My last post was pretty dramatic, to say the least. I want to briefly discuss an aspect that is not considered by economists nearly at all and really highlights the difficulty in avoiding massive pain.
This video says it all and it’s only a bit over a minute so it is easily digestible:
Yes it’s time that’s not considered and isn’t on our side. My day job is to use nonlinear systems theory to investigate biological timeseries, which is a fancy way of saying that I try and figure out how components interact and how the timings of the interactions affect the output. Almost all our understanding of macroeconomic principles were formed before systems theory was even developed and thus it doesn’t consider some very obvious physical constraints.
In my last post I discussed that major trade imbalances were the root of our problems, and greatly constrain our solutions. We have to re-balance trade, that’s a given, and the only argument is how. I said that I felt the best (or at the very least most likely) was a massive reduction of consumption on our end, but that would surely lead us to a depression like scenario. Some economists are proposing simultaneous worldwide stimulus that would attempt to keep up consumption in the debtor countries while they retool for more export and the creditor countries would try to stimulate internal demand at a greater rate than our consumption.
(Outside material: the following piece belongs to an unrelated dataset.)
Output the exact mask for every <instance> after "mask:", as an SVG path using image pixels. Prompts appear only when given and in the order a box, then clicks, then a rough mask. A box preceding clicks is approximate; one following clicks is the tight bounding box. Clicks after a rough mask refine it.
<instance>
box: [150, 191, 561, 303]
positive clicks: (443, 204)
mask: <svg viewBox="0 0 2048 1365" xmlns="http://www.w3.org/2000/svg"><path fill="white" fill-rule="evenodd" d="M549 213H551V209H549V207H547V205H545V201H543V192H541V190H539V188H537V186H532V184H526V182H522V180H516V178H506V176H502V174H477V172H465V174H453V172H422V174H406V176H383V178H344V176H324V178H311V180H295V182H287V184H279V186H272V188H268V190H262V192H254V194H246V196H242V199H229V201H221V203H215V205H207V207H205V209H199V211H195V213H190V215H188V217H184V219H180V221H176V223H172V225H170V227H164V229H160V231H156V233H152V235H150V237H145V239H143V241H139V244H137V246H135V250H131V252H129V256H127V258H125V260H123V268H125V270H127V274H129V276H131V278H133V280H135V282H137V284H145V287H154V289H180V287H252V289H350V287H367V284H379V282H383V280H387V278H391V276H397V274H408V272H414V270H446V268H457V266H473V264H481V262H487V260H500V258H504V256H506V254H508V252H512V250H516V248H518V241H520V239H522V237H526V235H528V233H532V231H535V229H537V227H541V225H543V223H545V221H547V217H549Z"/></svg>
The problem is that this overlooks that consumption can fall very quickly (as noted by Taleb in the above video) but production infrastructure takes a long time to implement…or in China, et al. building a framework for consumption will take a long time to implement while their production demand will plummet. The same goes for Obama’s works project. I am all for it as I think if done correctly it will provide a good base for the next few decades of economic recovery, but there is no way that it will do much to stop a downturn as it will take years and years to implement all those ideas correctly.
By ignoring time and just moving all the variables in their equations instantaneously, economists are setting us up for a situation where the period of implementation will lead to collapse and we would be in a worse position. For instance, if we start stimulating that means we need to take on more debt, which theoretically can be balanced by our creditors stimulating domestic consumption and needing more stuff from us. But if they fail to do that, then we will just crumble under debt and our currency will collapse, leading to de-facto bankruptcy. On the flip side, if we reduce consumption dramatically we will suffer a Depression but trade will re-balance itself and we should be able to continue to support our debts if we refinance them.
This is why the mantra that a Depression needs to be avoided at all costs isn’t correct, because the policies to try and do it will create a far worse scenario if they fail. Our leaders and policy makers need to do a lot better job accounting for basic principles before they try to intervene, while getting the population at large ready for the possibility of a huge downturn and setting up nets if that happens. So should all of us on a personal level.